While studies show that bonding and making social connections can make for a healthier, more meaningful life, the larger question is; "How do these traits ensure our survival and raise our status among our peers?" One answer is that, the more generous we are, the more respect and influence we wield. In one recent study, participants each received a modest amount of cash and were directed to play games of varying complexity that would benefit the "public good.” The results showed that participants who acted more generously received more gifts, respect and cooperation from their peers; as well as wielding more influence over them.

The findings suggest that anyone who acts only in his or her narrow self-interest will be shunned, disrespected, even hated. But those who behave generously with others are held in high esteem by their peers and thus rise in status. Given how much is to be gained through generosity, social scientists increasingly wonder less why people are ever generous and more why they are ever selfish. Such results validate the findings of positive psychology pioneers like Martin Seligman, a professor at the University of Pennsylvania, whose research in the early 1990's shifted away from mental illness and dysfunction; delving instead into the mysteries of human resilience and optimism.

While much of the positive psychology being studied is focused on personal fulfillment and happiness, researchers have narrowed their investigations into how it contributes to the greater societal good. For instance, to assist in and promote the rearing of emotionally literate children; many parents are turning away from materialistic or competitive activities, and rethinking what will bring their families true happiness and well-being. Parents who start consciously cultivating gratitude and generosity in their children quickly see how much happier and more resilient their children become. What is often surprising to parents is how much happier they themselves also become.
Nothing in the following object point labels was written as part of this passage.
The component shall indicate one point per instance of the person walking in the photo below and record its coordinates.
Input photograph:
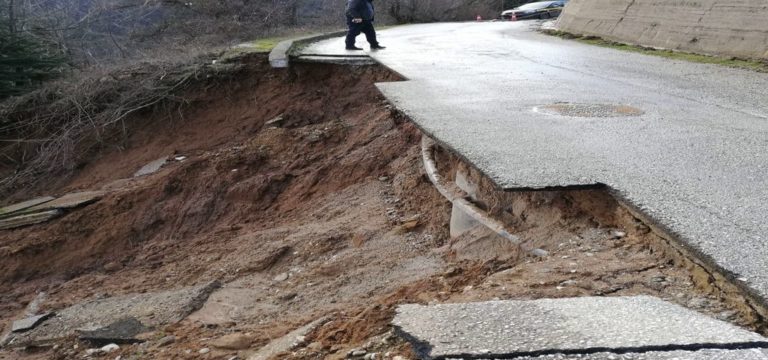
(360, 15)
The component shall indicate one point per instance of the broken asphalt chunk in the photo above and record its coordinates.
(29, 219)
(516, 329)
(16, 209)
(123, 331)
(29, 323)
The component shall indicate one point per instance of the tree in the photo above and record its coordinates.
(24, 61)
This behaviour, the sympathetic touch, is common to mammals thanks to the vagus nervous system. In another Berkeley study, two people separated by a barrier took turns trying to communicate emotions to one another by touching each other through a hole in the barrier. For the most part, participants were able to successfully communicate sympathy, love and gratitude and even assuage major anxiety. Overall, these and other findings challenge the assumption that nice guys finish last; and instead support the hypothesis that humans, if adequately nurtured and supported, tend to err on the side of compassion. This new science of altruism, and the physiological underpinnings of compassion, is finally catching up with Darwin's observations nearly 130 years ago; that sympathy is our strongest instinct.